Law360 (January 8, 2020, 2:20 PM EST) — A group of lawyers suing Jones Day for gender bias shot back at the firm’s sanctions bid Tuesday, rejecting the position that they didn’t investigate their claims before filing suit and arguing they have six reasons to believe the BigLaw powerhouse underpays women associates.

Responding to Jones Day’s recent call for Rule 11 sanctions, the plaintiffs argued the firm was cherry-picking facts from their complaint and using “misleading caricatures” of their case as unsupported by facts. At the same time, Jones Day is fighting to keep its salary and performance review data out of their hands.

“This information regarding associate compensation, which could conclusively prove or disprove plaintiffs’ allegations regarding systemic disparities in pay, is jealously guarded within the custody and control” of Jones Day, according to the motion.

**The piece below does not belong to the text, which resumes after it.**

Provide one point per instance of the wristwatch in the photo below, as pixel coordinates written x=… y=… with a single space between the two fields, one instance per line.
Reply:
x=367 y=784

“Plaintiffs’ pay claims thus present the archetypal situation contemplated by Rule 11 in which a party has good reason to believe an allegation while also requiring discovery to confirm that belief.”

The plaintiffs say that Jones Day fosters a sexist “bro” culture and uses a secretive compensation system that undercuts female lawyers in pay and professional development. The lawyers, who have asked the court to let them move forward as a conditionally certified collective action, also claim that the firm pushes women out when they have children.

Jones Day has vigorously denied the assertions and argued that it should not have to hand over in discovery a sweeping set of compensation data and performance reviews from all Jones Day offices in the U.S. At a December hearing, U.S. District Judge Randolph Moss voiced some skepticism that the plaintiffs couldn’t get at least some of their desired information from other sources, but said he would wait on deciding the discovery questions until after the pleading stage.

In their Tuesday filing, the women said they had six independent reasons for believing that women at Jones Day are paid less than men and had met the “modest” Rule 11 requirements for evidentiary support for claims. They included their own experiences with “widespread hostility, harassment, and gender bias” and their inference that biased performance evaluations led to pay disparities.

The plaintiffs are also aware that Jones Day’s “pay secrecy policy openly works to undermine the laws of at least two states, which guarantee employees the right to discuss their compensation openly,” according to the motion.

“People should ask what Jones Day is hiding by refusing to release its pay data,” said plaintiffs counsel Russell Kornblith. “The brief sets out good reasons to believe that the data will reveal gender-based disparities in pay. Why won’t Jones Day let us see it?”

Counsel for Jones Day did not immediately respond to a request for comment.

The plaintiffs are represented by Deborah K. Marcuse, Kate Mueting, Paul Blankenstein, David W. Sanford and Russell L. Kornblith of Sanford Heisler Sharp LLP.

Jones Day is represented in-house by Terri L. Chase, Mary Ellen Powers, Yaakov Roth and Beth Heifetz.

The case is Tolton et al. v. Jones Day, case number 1:19-cv-00945, in the U.S. District Court for the District of Columbia.